Richard Louv in his book Last Child in the Woods uses a term ‘nature deficit disorder.’ There’s a disconnection. Children can probably tell you about deforestation but do they know a real forest… its danger and its freedom?

I can’t imagine growing up without this sort of wild freedom. There are so many layers of memory I can hardly begin to choose one experience over another. Camping in summer… the smell of canvas and wood smoke, collecting alikreukels to roast (like a very large periwinkle) the crickets loud and the voices of the adults murmuring on in the dark until I finally fell asleep. The smell of the sea, the waves beating in at the river mouth bringing mountains of foam that frothed across the brown river water like an enormous coke float… don’t swim beyond the shadow of the bridge or you’ll be sucked out to sea! The incense smell of the mountain fynbos that we packed under our sleeping bags and the day someone was bitten by a scorpion… would she die? And the scary sound of the round rocks rolling along the riverbed with the incoming tide.
I felt thrillingly alive.

Not just the real wilderness, but wilderness in books fed me too… and still does. Myths of forest and icy wastes. The deep dark cave. ‘In a hole in the ground there lived a hobbit...’ that’s all that’s needed. I’m sorry I got to know the Greene Knowe stories so late. But I remember being mesmerized by Gerald Durrell’s Overloaded Ark… all those secret animals in pristine forests.

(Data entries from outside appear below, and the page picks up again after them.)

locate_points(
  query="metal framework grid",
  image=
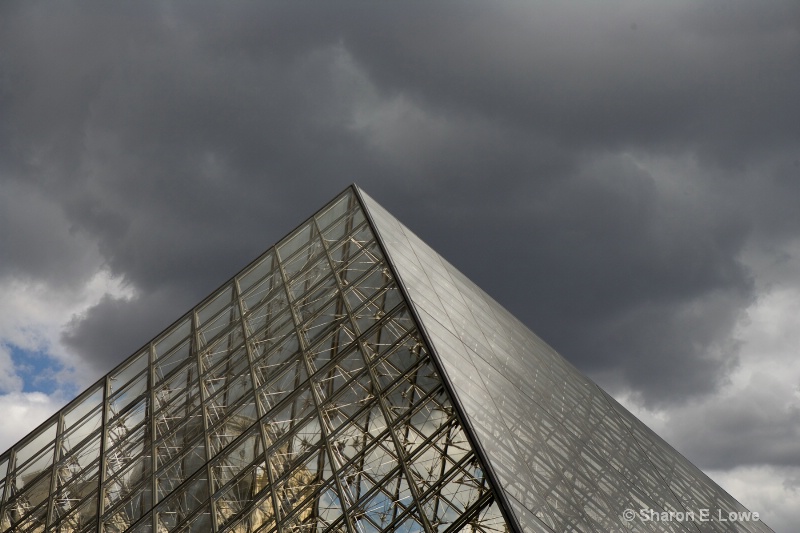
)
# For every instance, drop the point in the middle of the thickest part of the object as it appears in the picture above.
(349, 379)
(300, 396)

I think stories that encompass the wild are like maps that orient you to respond to the world. It would be interesting to know if other writers have wild places or wild stories that are special. What I do know is… I’m connected to my inner child when I’m exposed to an older, wilder world of animals, stone, wood and water. And I feel sorry for any child suffering from ‘nature deficit disorder’!

This is the Golden Orb spider that shared my backyard…totally harmless but fascinating... it's called the 'writing spider' because of its intricate orb-shaped web spun in golden thread. The other is of an alikreukel picked off a rock ready to be roasted.

Saturday 1 August 2009

My Summer of Tove by Catherine Johnson


Most writers love books, and I can't ever remember not being able to read. Luckily for me reading was as easy as breathing, and just as natural. It took absolutely no effort, unlike being able to catch or hit a ball, or doing long division.
The summers were always big reading times for me. Our holidays were always the same; six weeks in North Wales, and that meant a lot of rain. In my Nain and Taid's house there weren't a lot of books in English, actually, thinking about it now, I can't remember any. English wasn't a well loved language at my grandparent's. I discovered Moomintrolls one summer, and went through the whole series thanks to the village library.
I was in a library in Enfield last week, and they're in the middle of the school holidays and knee deep in The Summer Reading Challenge. This is run every year by local librarians with resources produced by The Reading Agency. In every library young readers up to 11 (but a lot of older kids do it too) read as many books as they can. They win prizes and there are all sorts of book based activities. Every year there's a different theme, this year's is, I think, particularly lovely - it's Quest Seekers. The art work is gorgeous and the characters and the dragon are very attractive. I would say that of course because the artist is Jonny Duddles who did my last book cover for Random House.
The thing about the Summer Reading Challenge is that it works. It works really well. Thousands and thousands of children, and many of these are children without huge reading staminas, read hundreds and thousands of books. If you want to check out the statistics you can on the Reading Agency's website. Children go back to school in September as readers, their confidence and their love of stories fuelled sky high.
Hooray for libraries!
P.S. Looking up some illustrations I found that The Summer Reading Challenge also operates in Welsh. Hwre!